Another reason to consider is politeness. Yes, we all know to say please and thank you, and to think about our tone of voice and body language. However, I’ve noticed that its often lower-level students who are nervous of speaking in case they offend someone by using the wrong word. Meanwhile, higher level students don’t share this concern and have often come across as rude, when there was no intention to be, simply because they couldn’t think of a more sensitive way to word their question. Recently, I was asked a question starting with the words “why didn’t you”. Immediately I felt that I was being criticised for the way I had handled the situation I was describing.
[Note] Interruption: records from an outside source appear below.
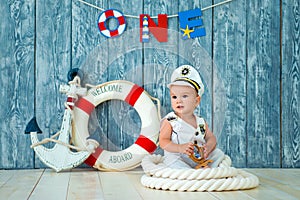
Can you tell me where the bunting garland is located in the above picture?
[78,0,232,43]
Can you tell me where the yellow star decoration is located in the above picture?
[180,25,194,38]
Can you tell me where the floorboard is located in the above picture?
[0,168,300,200]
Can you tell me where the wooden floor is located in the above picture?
[0,168,300,200]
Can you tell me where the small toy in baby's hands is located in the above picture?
[190,144,213,169]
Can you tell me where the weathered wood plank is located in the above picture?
[281,0,300,167]
[246,0,280,167]
[244,169,300,200]
[0,0,35,168]
[72,1,109,158]
[99,172,143,199]
[213,1,247,167]
[175,1,213,129]
[107,0,143,151]
[143,0,179,154]
[35,0,71,167]
[0,170,43,199]
[66,169,104,200]
[29,169,71,200]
Even though I knew, logically, that I had managed the situation to the best of my ability at the time, I felt that I had to defend and justify my actions and choices. Obviously, this was not the intention of the speaker. Their question was intended as a way of offering advice and support, and they had done so in the best way they knew how. Unfortunately, the best way they knew how came across as a little tactless and insensitive. Learning more about the language, learning other ways of asking for more information, can help to avoid causing offence and creating tension. Changing the way we say things, in this example perhaps saying “would it have helped to….?”, would better ensure that there’s no misunderstanding and less chance that the other person will be insulted. This is just one example of a personal situation, what about in the work place? The manager conducting staff appraisals who asks something in a direct and blunt way and causes their employee to feel attacked or unappreciated. The sales person who loses a client, or fails to make a sale to a new one, because their choice of words sounds aggressive and insensitive. Knowing how to phrase something so that your intention is clear, without sounding rude, is essential. We may not all be perfect at doing it in our first language, but what hope do we have of getting it right in a second language if we stop learning.
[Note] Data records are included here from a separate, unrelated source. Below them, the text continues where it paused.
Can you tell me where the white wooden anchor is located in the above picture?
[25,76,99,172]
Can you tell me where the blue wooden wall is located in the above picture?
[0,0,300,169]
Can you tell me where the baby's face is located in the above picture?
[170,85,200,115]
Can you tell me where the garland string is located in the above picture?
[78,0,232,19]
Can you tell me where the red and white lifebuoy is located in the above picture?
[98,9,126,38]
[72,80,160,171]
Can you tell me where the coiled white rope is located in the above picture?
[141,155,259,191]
Finally, if none of those reasons above are enough, perhaps this one will convince you to keep improving your language knowledge; the desire to entertain and connect with people through personal anecdotes, funny stories, and telling jokes. I was recently told by another teacher of a student who wanted to keep learning so they could be as funny in their second language as they were in their first. Yes, some jokes are culturally specific and we need an awareness of culture as much as language ability in some situations. Nevertheless, we all have a funny story to tell about something which happened to us. A night out with friends in a restaurant which had hilarious consequences, a trip somewhere which ended up being more dramatic than we planned, or even just an incredible experience which we want to share with others. None of these things are easy to convey if you don’t have the language skills and the vocabulary to do it. An amusing story gets boring quickly if the listeners have to wait all the time because you keep pausing to think of the word you want. That incredible experience doesn’t have as much of an impact if all you say is “we had a very nice time”. Where’s the detail? Where’s the descriptive vocabulary which makes me feel as though I’m right there with you? How can I create the images in my head and picture the events if you can’t describe it and keep having to correct yourself? Not to mention how confusing it can be if you don’t know the correct tense to use and the people around you can’t understand the order of events. Before I finish, I want to be clear; keep speaking. Please don’t let anything I’ve said above stop you from trying to communicate and trying to tell people about those experiences. You need to keep communicating and talking in order to practice your language skills so you don’t lose the ones you’ve already worked so hard to achieve. All of the reasons above are not excuses to stop speaking in your second language. They are reasons why you should keep going. As someone who can only speak one language, I am very jealous of your ability in a second (maybe even your third). Why stop learning when you’ve come so far?